Logistic regression identified predictors for follow-up participation. Baseline prevalence of 9 respiratory symptoms (asthma attack, asthma medication, combined variable with asthma attack and/or asthma medication, wheeze, rhinitis, wheeze with dyspnea, wheeze without cold, waking with chest tightness, waking with dyspnea) and 9 exposure-outcome associations (predictors sex, age and smoking; outcomes wheeze, asthma and rhinitis) were compared between all baseline participants and long-term participants. Bias was measured as ratios of relative frequencies and ratios of odds ratios (ROR).
Follow-up response rates after 10 years were 75% in RHINE, 64% in I-ECRHS and 53% in ISAYA. After 20 years of follow-up, response was 53% in RHINE and 49% in I-ECRHS. Female sex predicted long-term participation (in RHINE OR (95% CI) 1.30(1.22, 1.38); in I-ECRHS 1.29 (1.11, 1.50); and in ISAYA 1.42 (1.25, 1.61)), as did increasing age.
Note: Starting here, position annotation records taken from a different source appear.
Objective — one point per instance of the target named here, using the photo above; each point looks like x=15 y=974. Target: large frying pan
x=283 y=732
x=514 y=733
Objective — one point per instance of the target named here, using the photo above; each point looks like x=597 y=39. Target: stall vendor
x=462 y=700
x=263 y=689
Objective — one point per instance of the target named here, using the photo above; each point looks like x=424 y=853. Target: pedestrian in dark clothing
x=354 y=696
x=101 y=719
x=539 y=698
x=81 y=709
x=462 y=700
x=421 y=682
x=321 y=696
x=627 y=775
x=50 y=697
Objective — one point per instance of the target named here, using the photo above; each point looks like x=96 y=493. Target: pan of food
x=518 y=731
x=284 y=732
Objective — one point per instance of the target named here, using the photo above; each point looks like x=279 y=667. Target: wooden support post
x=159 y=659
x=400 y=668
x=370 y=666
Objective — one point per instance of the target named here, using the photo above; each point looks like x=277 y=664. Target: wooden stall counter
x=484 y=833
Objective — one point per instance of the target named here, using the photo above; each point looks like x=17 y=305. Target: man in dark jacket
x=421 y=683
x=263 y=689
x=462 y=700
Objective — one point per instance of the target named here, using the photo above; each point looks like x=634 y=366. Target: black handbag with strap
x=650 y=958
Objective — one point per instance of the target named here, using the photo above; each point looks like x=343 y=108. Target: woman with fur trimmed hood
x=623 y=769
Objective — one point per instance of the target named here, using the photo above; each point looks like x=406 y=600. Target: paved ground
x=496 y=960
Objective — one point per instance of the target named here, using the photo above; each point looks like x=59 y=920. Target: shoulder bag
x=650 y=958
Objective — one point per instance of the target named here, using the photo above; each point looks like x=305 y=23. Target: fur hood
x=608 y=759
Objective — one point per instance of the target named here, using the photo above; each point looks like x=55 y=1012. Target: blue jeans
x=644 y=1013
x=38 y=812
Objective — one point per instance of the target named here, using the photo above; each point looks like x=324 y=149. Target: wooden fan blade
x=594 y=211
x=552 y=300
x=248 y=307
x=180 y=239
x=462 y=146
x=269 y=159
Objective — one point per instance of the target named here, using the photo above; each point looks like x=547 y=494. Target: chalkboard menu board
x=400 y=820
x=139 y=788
Baseline prevalence of respiratory symptoms were lower among long-term participants (relative deviations compared to total baseline population 0-15% (RHINE), 0-48% (I-ECRHS), 3-20% (ISAYA)), except rhinitis which had a slightly higher prevalence. Most exposure-outcome associations did not differ between long-term participants and all baseline participants, except lower OR for rhinitis among ISAYA long-term participating smokers (relative deviation 17% (smokers) and 44% (10-20 pack years)).
We found comparable patterns of long-term participation and loss to follow-up in RHINE, I-ECRHS and ISAYA. Baseline prevalence estimates for long-term participants were slightly lower than for the total baseline population, while exposure-outcome associations were mainly unchanged by loss to follow-up.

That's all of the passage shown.